Oui, justement, pour un très jeune garçon… Et puis, moi j’avais comme enseignante en seconde, donc en 1940-1941, une des filles du directeur juif Provenzal… Ces filles étaient catholiques comme leur mère et allaient aussi à l’église de manière plutôt visible et lui, Dino Provenzal, à un moment donné, comme cela arrivait à des juifs qui habitaient à Voghera et dans les environs, on a dit à son sujet : « Il est en Suisse, il a réussi à s’expatrier », mais en fait, était-ce le cas ? N’était-il pas dans une chambre cachée de la villa… dans la cave, dans la tourelle ? En fait, il n’y a jamais eu de ghetto juif à Voghera, mais il y avait des juifs positionnés… comme le directeur du lycée, ou bien des avocats, des commerçants. Il y avait par exemple, le professeur Della Seta, qui s’était caché à la campagne, près de chez nous… Il était non seulement juif, comme son nom l’indique, mais c’était aussi une personnalité très célèbre de son temps, car il avait dirigé l’école archéologique italienne à Athènes… Alessandro Della Seta, il est aussi sur la Treccani. Parce qu’il avait épousé une sœur de la sciura Marina, qui était une dame propriétaire de terres, il s’était réfugié là-bas, mais il s’était enfui avec les vêtements qu’il portait, qui étaient des vêtements très élégants, des manteaux bleus comme ça se faisait… mais de temps en temps il sortait, le soir, pour faire une promenade : mais il n’avait ni chaussures ni vêtements appropriés pour les vignes boueuses où nous étions déplacés… Il est mort là-bas avant la fin de la guerre.
Vous avez été déplacés.
Près de Casteggio, entre Voghera et Casteggio. Parce qu’il était d’usage que tous les citoyens importants aient un cabinet professionnel, dans le cas de mon père la pharmacie à Voghera, et puis il y avait, pas loin, la maison de campagne où l’on passait tous les étés, parce qu’on était à la mer ou à la montagne pendant un mois, mais l’été était long et avant de commencer l’école, on habitait la maison de campagne, et il y avait beaucoup de ces maisons-là, c’était la coutume à l’époque…

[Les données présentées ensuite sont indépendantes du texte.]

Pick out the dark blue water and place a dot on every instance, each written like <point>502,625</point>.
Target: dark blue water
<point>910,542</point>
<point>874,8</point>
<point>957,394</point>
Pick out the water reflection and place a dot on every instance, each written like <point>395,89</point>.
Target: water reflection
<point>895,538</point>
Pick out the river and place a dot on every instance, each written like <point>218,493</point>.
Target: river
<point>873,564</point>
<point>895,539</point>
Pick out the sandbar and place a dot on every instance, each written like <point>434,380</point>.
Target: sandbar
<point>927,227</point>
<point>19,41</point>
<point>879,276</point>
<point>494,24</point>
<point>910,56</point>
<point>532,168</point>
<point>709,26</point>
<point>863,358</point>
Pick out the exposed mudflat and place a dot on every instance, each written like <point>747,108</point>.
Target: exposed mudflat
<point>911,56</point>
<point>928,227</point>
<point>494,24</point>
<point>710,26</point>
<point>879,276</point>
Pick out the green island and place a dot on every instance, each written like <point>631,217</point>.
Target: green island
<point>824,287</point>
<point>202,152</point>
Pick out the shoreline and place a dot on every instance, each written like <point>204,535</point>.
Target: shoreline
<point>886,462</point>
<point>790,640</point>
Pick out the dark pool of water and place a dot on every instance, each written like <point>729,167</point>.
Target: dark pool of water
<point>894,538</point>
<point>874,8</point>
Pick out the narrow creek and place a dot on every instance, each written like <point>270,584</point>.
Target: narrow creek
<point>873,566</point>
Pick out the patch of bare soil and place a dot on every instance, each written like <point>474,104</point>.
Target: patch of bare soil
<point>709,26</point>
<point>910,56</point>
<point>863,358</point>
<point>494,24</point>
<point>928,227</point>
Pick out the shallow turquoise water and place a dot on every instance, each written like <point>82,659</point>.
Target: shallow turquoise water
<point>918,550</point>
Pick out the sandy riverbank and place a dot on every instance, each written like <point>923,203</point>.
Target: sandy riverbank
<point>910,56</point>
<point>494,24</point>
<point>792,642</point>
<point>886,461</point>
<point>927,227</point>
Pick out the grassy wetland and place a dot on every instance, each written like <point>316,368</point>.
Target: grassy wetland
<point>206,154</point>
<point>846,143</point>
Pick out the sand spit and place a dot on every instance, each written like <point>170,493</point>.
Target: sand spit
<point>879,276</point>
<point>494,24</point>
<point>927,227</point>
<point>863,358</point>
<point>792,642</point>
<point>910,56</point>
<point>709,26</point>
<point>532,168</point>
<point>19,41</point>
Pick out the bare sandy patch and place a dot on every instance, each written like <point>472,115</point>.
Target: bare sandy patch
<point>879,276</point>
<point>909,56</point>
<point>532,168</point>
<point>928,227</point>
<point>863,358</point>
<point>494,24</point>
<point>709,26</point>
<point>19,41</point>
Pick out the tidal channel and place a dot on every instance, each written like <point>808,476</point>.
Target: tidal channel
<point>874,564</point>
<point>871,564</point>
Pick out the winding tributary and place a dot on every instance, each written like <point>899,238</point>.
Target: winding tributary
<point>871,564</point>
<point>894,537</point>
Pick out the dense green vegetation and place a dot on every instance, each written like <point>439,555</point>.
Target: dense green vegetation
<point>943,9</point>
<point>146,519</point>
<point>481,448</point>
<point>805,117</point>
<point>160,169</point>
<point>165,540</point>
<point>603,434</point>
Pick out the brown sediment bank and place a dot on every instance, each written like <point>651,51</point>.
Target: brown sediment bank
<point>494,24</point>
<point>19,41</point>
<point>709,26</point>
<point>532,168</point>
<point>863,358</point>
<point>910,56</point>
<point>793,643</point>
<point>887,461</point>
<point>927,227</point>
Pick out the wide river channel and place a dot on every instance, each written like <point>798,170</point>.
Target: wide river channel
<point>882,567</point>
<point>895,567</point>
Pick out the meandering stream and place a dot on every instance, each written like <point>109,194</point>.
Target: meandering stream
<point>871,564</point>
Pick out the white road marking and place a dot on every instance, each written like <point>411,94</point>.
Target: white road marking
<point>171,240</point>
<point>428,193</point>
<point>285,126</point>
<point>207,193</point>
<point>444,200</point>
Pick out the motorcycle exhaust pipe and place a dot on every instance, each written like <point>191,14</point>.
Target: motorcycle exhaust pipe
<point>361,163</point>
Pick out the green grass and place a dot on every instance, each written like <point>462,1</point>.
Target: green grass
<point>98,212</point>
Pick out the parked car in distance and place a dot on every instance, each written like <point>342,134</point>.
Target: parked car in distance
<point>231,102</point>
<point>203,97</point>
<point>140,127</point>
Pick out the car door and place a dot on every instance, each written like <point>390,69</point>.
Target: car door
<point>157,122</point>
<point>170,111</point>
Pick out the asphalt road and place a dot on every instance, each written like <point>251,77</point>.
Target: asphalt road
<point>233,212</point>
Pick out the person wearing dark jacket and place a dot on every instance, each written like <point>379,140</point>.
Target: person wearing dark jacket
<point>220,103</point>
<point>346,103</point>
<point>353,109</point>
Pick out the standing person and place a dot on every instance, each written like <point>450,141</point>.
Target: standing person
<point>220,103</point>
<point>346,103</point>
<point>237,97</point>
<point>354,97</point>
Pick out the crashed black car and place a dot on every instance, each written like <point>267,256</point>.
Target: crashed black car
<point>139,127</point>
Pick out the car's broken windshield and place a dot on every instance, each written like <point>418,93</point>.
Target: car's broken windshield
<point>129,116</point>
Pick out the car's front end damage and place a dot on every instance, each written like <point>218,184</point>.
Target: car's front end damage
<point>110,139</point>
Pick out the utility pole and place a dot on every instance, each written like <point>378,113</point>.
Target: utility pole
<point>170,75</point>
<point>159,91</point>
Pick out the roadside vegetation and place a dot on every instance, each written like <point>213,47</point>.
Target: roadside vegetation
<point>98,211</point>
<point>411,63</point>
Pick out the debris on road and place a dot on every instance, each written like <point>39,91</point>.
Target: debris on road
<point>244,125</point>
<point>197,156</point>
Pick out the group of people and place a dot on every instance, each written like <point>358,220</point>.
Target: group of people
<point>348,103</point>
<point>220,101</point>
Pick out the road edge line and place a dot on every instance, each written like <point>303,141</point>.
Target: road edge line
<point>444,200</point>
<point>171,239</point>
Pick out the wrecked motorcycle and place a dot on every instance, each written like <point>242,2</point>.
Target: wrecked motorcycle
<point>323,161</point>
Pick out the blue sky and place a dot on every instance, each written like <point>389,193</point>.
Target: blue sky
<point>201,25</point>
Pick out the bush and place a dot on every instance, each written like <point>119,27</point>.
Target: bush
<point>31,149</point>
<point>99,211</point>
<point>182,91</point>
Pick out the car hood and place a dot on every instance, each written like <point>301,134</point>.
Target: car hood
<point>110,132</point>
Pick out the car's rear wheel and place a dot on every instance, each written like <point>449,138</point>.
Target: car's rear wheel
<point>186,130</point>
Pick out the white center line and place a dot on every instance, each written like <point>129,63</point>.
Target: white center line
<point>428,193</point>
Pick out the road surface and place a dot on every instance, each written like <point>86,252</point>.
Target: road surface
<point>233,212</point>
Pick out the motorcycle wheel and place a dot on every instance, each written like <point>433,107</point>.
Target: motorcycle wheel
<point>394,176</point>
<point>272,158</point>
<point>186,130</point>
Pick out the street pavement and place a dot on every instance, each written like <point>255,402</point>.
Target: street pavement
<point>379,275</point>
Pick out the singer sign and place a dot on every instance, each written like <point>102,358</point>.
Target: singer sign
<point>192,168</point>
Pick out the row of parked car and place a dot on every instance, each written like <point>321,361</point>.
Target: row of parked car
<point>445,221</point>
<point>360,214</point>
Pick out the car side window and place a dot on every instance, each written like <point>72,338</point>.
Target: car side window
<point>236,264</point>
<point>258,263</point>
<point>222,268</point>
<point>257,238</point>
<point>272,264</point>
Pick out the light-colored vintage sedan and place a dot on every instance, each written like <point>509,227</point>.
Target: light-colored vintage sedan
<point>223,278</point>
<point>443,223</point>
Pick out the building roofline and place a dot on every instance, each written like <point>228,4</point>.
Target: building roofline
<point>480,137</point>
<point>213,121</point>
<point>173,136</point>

Qu’est-ce qui vous a été pris ?
Rien, nous n’avions ni de château ni villa.
Vous avez commencé à écrire dès la guerre ?
Non, après la guerre. Les Petites Vacances, c’était mon premier livre, paru en 1957 et publié par Calvino. Mais c’était des récits écrits depuis un an ou deux. J’avais d’abord écrit quelques poèmes, qui ont été par la suite compilés dans Matinée. En vérité, c’est ce que je voulais faire – désormais fatigué par ces années et ces années de néoréalisme d’après-guerre, illustrées par les mauvaises traductions des Américains. Dans Les Petites Vacances, mon premier récit, on voit que petit à petit la guerre est finie, mais ce petit à petit la guerre est finie dit exactement le contraire : c’était la mort, la faim. Parce qu’en faisant semblant de parler de vacances, d’étés, en réalité on décrétait la fin du néoréalisme et c’est pour cela que beaucoup n’ont pas aimé ce livre, parce qu’il n’était pas engagé, il n’y avait pas de partisans, il n’y avait pas de SS, et il n’y avait pas Bella ciao, en somme.
Rien que pour ça, je pourrais rire une heure durant. Et Calvino ? Par rapport à cela ?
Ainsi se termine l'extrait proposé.